Mülheim. . Der ADFC reagiert auf die Forderung des Automobilclubs. Für mehr Sicherheit auf den Straßen seien andere Schritte nötig.
Auf die vom Auto Club Europa geforderten Helmpflicht für Fahrradfahrer reagiert der ADFC mit der pointierten Gegenfrage: „Sollte ein Autoclub nicht eher eine Helmpflicht für Autofahrer fordern?“ Das ist nicht so abwegig wie es scheint, denn laut Angaben der Hannelore-Kohl -Stiftung sind Insassen von Autos die größte Risikogruppe für unfallbedingte Schädel-Hirn-Verletzungen.
So weist Burkhard Schmidt, der beim Radclub für Sicherheit zuständig ist, in einer Stellungnahme darauf hin, dass Kopfverletzungen bei Autofahrern häufiger vorkommen als bei Radfahrern. Schmidt, der selbst Helmträger ist, bezieht sich auf eine Münsteraner Studie, derzufolge 75 Prozent aller verunfallten Radler keine Kopfverletzungen erleiden.
Helme könnten nur bei geringem Tempo helfen. „Rein physikalisch können zwei Zentimeter Hartschaum gegen eine Tonne armiertes Blech wenig ausrichten“, sagt er. Schützen könnten Helme nur unter Idealbedingungen, wenn der Helm perfekt sitzt, das Gesicht oder die Halswirbelsäule nicht betroffen ist und das eigene Körpergewicht nicht zusätzlich schiebt.
Nutzen wird kontrovers diskutiert
Tatsächlich wird der Nutzen von Fahrradhelmen in der Fachwelt kontrovers diskutiert. Da durch den Helm das Gewicht und der Umfang des Kopfes deutlich zunimmt, wirken auf die Wirbelsäule auch viel stärkere Kräfte, so dass bei einigen Unfällen das Verletzungsrisiko sogar zunehmen kann.

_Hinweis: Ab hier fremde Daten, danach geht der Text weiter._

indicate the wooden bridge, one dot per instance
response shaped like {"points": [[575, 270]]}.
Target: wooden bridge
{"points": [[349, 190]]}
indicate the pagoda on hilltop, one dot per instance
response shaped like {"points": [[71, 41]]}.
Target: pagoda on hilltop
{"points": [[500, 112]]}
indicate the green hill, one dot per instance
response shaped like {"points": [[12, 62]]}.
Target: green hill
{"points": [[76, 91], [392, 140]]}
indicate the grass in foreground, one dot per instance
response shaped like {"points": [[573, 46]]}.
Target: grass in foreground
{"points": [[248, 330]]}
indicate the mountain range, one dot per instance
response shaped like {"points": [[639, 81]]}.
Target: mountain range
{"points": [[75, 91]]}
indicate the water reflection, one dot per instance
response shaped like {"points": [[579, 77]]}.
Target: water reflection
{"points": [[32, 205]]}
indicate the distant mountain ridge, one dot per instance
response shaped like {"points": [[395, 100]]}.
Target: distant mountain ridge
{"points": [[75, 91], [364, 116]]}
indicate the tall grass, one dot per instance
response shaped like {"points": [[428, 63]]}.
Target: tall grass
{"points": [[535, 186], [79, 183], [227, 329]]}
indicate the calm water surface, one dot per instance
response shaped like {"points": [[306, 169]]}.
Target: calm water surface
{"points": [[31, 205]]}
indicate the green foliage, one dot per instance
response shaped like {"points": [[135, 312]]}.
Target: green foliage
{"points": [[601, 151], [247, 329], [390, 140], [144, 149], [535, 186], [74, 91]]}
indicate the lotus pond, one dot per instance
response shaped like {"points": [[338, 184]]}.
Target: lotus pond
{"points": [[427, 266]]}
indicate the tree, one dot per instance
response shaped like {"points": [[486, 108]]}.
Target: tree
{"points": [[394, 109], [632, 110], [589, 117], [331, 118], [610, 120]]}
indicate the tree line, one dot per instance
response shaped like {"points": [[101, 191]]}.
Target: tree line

Käme eine Helmpflicht, wäre außerdem damit zu rechnen, dass viele Verkehrsteilnehmer nicht mehr auf den Sattel steigen und es für die verbleibenden Radfahrer im Straßenverkehr tendenziell unsicherer werde. Die Nachteile wären aus ADFC-Sicht höher als die Vorteile. Dennoch werde man nicht vom Tragen eines Helmes abraten. Das müsse aber freiwillig geschehen. Statt sich auf die umstrittene Schutzwirkung von Helmen zu verlassen, so Schmidt, sollten die Unfall-Ursachen effektiver behoben werden.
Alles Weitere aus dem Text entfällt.